El minuto más largo

Olivier Pavón

Parecía una ciudad normal, asustada sí, y desierta sí, en la zona noroeste. Por  Legaria, luego Periférico y después Reforma, por la fuente de Pemex. Poco tránsito. Desde la camioneta en que viaja, Adrián comienza a observar vidrios rotos en las aceras, edificios despojados de su intimidad, bardas castigadas por su mismo peso. Un extraño silencio por la Puerta de los Leones en Chapultepec. Angustia en los rostros, solo eso.

Y en el cruce de las avenidas Insurgentes y Reforma, ya es otra la ciudad. Un polvo gris flota sobre Insurgentes. Edificios que debían estar ahí, ya no están.

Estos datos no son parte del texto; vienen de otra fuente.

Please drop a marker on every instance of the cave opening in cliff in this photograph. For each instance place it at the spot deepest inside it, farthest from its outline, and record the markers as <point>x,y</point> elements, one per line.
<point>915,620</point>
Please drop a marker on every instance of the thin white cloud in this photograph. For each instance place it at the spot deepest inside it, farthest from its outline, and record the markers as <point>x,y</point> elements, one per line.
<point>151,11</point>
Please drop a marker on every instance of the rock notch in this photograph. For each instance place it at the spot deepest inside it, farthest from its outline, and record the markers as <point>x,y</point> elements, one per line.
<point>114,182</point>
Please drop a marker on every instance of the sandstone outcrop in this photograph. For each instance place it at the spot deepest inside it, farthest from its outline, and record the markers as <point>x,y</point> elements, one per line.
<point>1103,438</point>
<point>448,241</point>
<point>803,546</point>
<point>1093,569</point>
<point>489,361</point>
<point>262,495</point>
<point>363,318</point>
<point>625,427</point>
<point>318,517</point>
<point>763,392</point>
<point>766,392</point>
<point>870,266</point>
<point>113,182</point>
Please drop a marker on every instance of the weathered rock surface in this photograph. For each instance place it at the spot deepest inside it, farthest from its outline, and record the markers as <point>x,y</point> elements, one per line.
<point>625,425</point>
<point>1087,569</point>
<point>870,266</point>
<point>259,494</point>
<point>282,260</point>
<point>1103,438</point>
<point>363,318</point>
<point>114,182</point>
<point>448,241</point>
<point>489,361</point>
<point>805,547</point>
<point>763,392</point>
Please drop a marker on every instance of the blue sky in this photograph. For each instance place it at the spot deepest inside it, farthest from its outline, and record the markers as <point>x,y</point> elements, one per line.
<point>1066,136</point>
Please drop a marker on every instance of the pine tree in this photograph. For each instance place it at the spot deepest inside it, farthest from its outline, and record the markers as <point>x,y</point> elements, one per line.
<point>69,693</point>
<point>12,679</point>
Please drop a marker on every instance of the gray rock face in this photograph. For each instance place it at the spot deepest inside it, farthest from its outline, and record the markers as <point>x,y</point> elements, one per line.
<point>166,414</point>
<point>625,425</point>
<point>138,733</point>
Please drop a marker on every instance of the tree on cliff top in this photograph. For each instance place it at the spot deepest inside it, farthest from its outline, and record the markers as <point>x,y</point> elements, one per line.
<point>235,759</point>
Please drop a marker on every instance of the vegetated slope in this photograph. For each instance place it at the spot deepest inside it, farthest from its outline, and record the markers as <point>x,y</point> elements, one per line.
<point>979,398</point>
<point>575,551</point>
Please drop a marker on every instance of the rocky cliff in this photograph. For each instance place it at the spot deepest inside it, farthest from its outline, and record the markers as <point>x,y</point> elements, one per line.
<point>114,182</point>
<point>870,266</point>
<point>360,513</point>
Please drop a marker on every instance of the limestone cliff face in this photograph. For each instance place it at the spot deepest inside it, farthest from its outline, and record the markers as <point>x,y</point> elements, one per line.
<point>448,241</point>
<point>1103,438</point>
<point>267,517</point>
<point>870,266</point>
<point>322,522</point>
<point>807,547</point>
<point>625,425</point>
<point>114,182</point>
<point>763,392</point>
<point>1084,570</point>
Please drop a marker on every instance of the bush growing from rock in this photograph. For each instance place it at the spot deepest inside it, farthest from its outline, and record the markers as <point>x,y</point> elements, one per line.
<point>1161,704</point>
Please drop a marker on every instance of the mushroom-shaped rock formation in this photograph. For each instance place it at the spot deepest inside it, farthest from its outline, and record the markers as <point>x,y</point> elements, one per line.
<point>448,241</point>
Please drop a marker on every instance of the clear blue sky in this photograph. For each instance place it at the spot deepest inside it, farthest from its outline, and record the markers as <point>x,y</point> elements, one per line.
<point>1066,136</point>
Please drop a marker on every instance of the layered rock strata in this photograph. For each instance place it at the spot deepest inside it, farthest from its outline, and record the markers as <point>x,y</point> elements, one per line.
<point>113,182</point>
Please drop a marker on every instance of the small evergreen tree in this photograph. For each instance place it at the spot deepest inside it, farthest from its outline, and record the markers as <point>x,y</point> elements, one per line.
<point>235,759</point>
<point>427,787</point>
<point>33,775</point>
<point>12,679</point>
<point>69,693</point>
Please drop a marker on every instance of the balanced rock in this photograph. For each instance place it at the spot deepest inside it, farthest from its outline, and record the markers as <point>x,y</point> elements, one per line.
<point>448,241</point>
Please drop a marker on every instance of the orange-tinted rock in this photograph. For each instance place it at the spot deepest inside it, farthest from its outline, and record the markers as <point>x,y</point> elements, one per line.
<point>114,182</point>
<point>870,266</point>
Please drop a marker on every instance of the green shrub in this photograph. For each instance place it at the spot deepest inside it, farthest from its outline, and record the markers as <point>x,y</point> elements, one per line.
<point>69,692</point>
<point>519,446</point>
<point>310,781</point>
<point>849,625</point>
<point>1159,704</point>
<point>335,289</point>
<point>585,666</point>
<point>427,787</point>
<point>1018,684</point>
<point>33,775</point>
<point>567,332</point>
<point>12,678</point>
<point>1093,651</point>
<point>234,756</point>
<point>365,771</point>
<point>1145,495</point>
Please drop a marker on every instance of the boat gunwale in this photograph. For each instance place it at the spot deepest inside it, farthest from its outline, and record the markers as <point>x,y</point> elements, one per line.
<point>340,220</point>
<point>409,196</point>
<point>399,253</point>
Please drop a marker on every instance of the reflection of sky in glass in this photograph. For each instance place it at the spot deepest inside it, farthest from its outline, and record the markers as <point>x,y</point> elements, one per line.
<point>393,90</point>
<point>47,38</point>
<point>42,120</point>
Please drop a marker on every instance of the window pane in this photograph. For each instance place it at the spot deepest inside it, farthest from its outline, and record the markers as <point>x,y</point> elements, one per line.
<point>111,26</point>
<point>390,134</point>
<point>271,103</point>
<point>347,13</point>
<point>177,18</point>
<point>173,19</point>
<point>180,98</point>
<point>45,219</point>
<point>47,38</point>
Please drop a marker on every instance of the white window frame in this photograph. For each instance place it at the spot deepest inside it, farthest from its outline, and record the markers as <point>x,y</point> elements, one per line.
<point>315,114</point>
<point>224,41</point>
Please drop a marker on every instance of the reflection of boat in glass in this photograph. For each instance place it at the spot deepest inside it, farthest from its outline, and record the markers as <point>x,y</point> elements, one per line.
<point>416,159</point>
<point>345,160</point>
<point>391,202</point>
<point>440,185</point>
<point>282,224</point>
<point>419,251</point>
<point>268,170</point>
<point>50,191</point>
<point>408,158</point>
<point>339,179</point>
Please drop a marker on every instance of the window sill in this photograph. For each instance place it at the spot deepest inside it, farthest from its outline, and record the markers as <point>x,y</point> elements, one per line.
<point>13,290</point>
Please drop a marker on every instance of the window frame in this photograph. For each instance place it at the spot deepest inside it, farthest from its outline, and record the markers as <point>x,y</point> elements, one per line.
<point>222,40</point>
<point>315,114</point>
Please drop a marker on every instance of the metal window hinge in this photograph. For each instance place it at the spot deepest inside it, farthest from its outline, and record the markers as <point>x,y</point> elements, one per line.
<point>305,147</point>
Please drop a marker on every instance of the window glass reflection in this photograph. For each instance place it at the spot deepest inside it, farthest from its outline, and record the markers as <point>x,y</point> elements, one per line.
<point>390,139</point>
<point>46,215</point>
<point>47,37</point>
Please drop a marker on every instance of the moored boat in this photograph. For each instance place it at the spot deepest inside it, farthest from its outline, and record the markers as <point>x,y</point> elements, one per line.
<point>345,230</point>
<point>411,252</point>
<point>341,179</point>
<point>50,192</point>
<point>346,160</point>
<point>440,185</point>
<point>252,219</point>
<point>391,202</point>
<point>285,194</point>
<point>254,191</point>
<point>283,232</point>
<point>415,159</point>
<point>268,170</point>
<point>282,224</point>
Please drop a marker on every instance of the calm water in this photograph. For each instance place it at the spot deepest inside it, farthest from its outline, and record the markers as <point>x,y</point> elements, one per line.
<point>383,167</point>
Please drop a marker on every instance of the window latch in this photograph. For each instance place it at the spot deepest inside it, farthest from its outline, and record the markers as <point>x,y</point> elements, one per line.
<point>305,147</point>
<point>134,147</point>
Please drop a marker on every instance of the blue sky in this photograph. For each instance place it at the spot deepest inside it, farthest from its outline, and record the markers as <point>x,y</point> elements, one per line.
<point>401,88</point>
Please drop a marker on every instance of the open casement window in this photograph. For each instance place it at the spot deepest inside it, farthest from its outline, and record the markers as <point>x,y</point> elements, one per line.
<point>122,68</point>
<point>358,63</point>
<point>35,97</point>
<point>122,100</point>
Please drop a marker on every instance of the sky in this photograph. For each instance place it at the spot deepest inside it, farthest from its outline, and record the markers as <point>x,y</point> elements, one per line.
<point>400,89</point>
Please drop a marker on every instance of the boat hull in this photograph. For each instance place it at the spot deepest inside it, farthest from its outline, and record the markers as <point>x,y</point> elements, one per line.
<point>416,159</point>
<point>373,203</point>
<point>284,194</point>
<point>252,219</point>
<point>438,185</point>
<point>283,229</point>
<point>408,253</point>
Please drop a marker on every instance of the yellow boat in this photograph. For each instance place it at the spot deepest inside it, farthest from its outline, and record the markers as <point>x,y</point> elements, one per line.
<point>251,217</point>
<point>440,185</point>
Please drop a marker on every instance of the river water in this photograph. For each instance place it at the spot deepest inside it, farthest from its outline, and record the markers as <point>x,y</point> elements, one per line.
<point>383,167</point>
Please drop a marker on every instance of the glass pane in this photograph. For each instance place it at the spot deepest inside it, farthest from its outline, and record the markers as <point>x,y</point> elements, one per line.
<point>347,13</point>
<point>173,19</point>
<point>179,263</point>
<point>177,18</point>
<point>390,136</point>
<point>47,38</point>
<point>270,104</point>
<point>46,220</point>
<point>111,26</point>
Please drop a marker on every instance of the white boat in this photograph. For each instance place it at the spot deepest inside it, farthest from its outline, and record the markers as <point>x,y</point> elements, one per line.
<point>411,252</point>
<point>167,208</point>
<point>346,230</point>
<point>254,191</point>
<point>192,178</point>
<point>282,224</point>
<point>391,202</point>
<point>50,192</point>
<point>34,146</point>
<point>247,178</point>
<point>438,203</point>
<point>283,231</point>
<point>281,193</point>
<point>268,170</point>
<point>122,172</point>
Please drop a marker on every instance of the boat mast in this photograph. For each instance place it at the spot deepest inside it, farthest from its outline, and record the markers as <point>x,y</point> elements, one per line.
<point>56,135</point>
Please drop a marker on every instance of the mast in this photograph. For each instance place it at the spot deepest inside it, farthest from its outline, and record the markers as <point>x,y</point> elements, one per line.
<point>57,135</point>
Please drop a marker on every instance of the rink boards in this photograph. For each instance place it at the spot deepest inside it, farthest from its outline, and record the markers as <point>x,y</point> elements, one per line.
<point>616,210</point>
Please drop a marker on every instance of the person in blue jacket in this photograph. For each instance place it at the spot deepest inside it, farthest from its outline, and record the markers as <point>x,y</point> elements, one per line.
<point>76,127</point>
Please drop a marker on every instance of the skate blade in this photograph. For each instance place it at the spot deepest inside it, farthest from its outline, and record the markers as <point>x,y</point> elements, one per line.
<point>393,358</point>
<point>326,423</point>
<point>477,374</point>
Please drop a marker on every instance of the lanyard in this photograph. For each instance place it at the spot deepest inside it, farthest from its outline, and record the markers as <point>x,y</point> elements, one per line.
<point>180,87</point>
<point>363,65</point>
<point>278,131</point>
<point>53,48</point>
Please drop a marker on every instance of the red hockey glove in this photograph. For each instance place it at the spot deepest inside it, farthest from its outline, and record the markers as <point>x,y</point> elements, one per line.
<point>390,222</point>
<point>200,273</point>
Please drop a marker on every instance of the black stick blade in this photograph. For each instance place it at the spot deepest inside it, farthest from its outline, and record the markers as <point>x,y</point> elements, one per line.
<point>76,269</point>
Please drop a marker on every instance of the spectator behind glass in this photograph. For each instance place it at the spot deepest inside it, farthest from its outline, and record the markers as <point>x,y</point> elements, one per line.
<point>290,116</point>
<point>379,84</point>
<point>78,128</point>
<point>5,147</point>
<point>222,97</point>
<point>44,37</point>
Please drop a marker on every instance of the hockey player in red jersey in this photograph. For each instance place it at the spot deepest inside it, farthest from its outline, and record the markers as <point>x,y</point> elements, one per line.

“¿Qué es esto, una guerra, qué pasó aquí?”, recuerda Adrián que pensó.

El polvo todavía no se asienta sobre el pavimento. Un velo gris que pica los ojos, reseca la garganta. El miedo, la angustia, las lágrimas mezcladas por el polvo de vigas, ladrillos, cristales, hasta antes de ese momento, majestuosos sobre la Avenida Insurgentes. Lágrimas negras. Mujeres, hombres de rodilla en las calles, esperando que el suelo no vuelva a moverse, anclados en el pavimento frío. Terror puro.

En 1985, Adrián Pérez González, hoy miembro de la Brigada Topos, tenía 25 años. Era auxiliar de Supervisión, Conservación y Mantenimiento en la Delegación Miguel Hidalgo. Era un civil, que aquél minuto de las 7:19, transformó en un brigadista.

Alguien de su oficina, no recuerda quién, le pidió: “Te vas a las calles de Monterrey y Chihuahua, parece que ahí hay algo fuerte”.

Aunque ya no era su jurisdicción, Adrián fue a la zona, con otros diez o doce trabajadores. El ánimo de ayudar lo impulsó a aceptar. Lo que vio después, no lo olvidará nunca, dice tras un largo silencio.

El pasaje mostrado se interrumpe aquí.